Al envejecer los hombres lloran de Jean-Luc Seigle, publicada por Seix Barral, por Natalia Alonso.
Hay títulos seductores que una vez pasada la primera página, la historia vale tan poco que su título deja de ser elocuente, para convertirse en una herramienta de marketing que bien podría haber utilizado un publicista para vendernos una moto. Este no es el caso de Al envejecer, los hombres lloran, de Jean-Luc Seigle. Gran título y mejor novela.
Se narra un día en la vida de la familia Chassaing, un día aparentemente normal, salvo por dos hechos que en principio no tendrían ninguna conexión, pero que a medida que vamos leyendo la novela casi diría que el segundo es consecuencia del primero: la llegada del primer televisor a la casa, y el deseo de Albert, el padre de familia, de quitarse la vida.
La novela se estructura a través de las distintas fases que tiene el día: el amanecer, la mañana, la tarde, el crepúsculo y la noche, y según avanzan las horas, la angustia de Albert se hace más patente: asistimos como al cuestionamiento vital que se va haciendo el protagonista recurriendo al uso de flashbacks y digresiones.
Es una narración teatral: apenas hay escenarios en el sentido novelístico más tradicional. Casi toda la acción sucede en la casa de los Chassaing, donde los distintos personajes entran y salen de escena. He aquí el variopinto elenco: un padre que se cuestiona todo, una madre obsesionada con el hijo que está en el frente, un joven lector en una casa donde nadie lee, una hermana más preocupada de sí misma que de su madre moribunda, una viuda de guerra, un cartero promiscuo y un profesor de ortografía.
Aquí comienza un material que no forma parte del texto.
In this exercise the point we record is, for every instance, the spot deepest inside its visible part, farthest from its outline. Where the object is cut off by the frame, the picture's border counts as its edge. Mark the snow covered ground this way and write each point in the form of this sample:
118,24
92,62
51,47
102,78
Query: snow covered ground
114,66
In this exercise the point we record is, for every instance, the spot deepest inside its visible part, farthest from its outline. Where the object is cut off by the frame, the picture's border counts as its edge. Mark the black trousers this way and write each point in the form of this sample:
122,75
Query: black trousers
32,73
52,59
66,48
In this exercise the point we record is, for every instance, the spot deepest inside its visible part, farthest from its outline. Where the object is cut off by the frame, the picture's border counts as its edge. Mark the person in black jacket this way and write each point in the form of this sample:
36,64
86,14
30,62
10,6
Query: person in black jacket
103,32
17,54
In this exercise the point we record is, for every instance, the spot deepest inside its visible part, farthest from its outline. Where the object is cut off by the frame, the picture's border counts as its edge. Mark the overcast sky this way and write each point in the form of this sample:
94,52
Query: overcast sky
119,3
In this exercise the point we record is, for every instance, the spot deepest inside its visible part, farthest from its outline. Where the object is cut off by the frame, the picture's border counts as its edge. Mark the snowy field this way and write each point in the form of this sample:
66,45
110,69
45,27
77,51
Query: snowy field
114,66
Los personajes se construyen apenas con retazos, parecen bocetos de una pintura realista, toques de color que nos los hacen más vívidos que si el autor hubiera dedicado decenas de páginas a describirlos. Son personajes memorables, algo a muy difícil de conseguir cuando nos enfrentamos a tal número de actores. Además, lejos de lo que pudiera parecer en un principio, el autor es capaz de crear una familia de personajes tan dispares, que encarnan roles actorales complementarios, y en algunos casos, incluso opuestos. Como su título vaticina, el tema del llanto es algo recurrente en la novela, los personajes lloran por diferentes motivos, pero lo curioso es que la madre de Albert, la más cercana a la muerte, no derrama ni una sola lágrima. Lo mismo sucede con la felicidad: cada uno la entiende a su manera. La literatura, el sexo, los nuevos electrodomésticos, el arreglo de relojes, se convierten en las vías de escape de cada cual en este claustrofóbico entorno.
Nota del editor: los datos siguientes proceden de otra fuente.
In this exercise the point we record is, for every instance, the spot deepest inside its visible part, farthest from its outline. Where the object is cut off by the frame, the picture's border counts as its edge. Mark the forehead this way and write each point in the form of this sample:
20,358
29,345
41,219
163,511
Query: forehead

Si tuviera que quedarme con una escena del libro, sin duda sería la que Albert lava a su anciana madre, despojada ya de cualquier vergüenza. Está tratada de manera tan sutil que te estremece hasta la última fibra. Nos encontramos, como lectores, en una posición extraña: mezcla de voyerismo y repulsión, todo al mismo tiempo. Sin duda, una escena que resume el espíritu mismo del libro.
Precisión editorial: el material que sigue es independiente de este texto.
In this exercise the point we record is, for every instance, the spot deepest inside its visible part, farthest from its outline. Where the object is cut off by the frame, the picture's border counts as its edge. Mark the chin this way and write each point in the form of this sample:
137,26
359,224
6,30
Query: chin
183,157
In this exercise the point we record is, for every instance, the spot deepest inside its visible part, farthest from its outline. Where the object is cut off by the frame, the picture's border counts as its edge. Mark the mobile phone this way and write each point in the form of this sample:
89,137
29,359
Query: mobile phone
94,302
Al envejecer, los hombres lloran, tiene algo de Un día magnífico para el pez plátano, de Salinger. No sólo el tema del suicidio, las consecuencias de la guerra, lo no dicho, sino sobre todo en esa pátina teatral, ese montaje en escenas y situaciones de diálogos magistralmente construidas.
En un número no muy extenso de páginas se desarrollan conflictos profundos y complejos. Albert busca el suicidio, su mujer y el cartero tienen un affaire, el hijo pequeño se pone en manos del profesor jubilado para corregir su ortografía y potenciar su talento literario, los abortos de la abuela y ese hijo ausente luchando en la guerra de Argelia. Cuando cierras el libro te das cuenta de que has tenido que leer entre líneas, rellenado huecos de información y creado tus propias historias y desenlaces. El arte de la síntesis y la elipsis alcanzan aquí su máxima expresión, y vivimos el reto de ser lectores activos. Una novela donde se plantea la necesidad del suicidio del padre para que el hijo mayor vuelva de la guerra. Es la muerte la que traerá la vida. Es la tristeza en pos de la alegría de otros.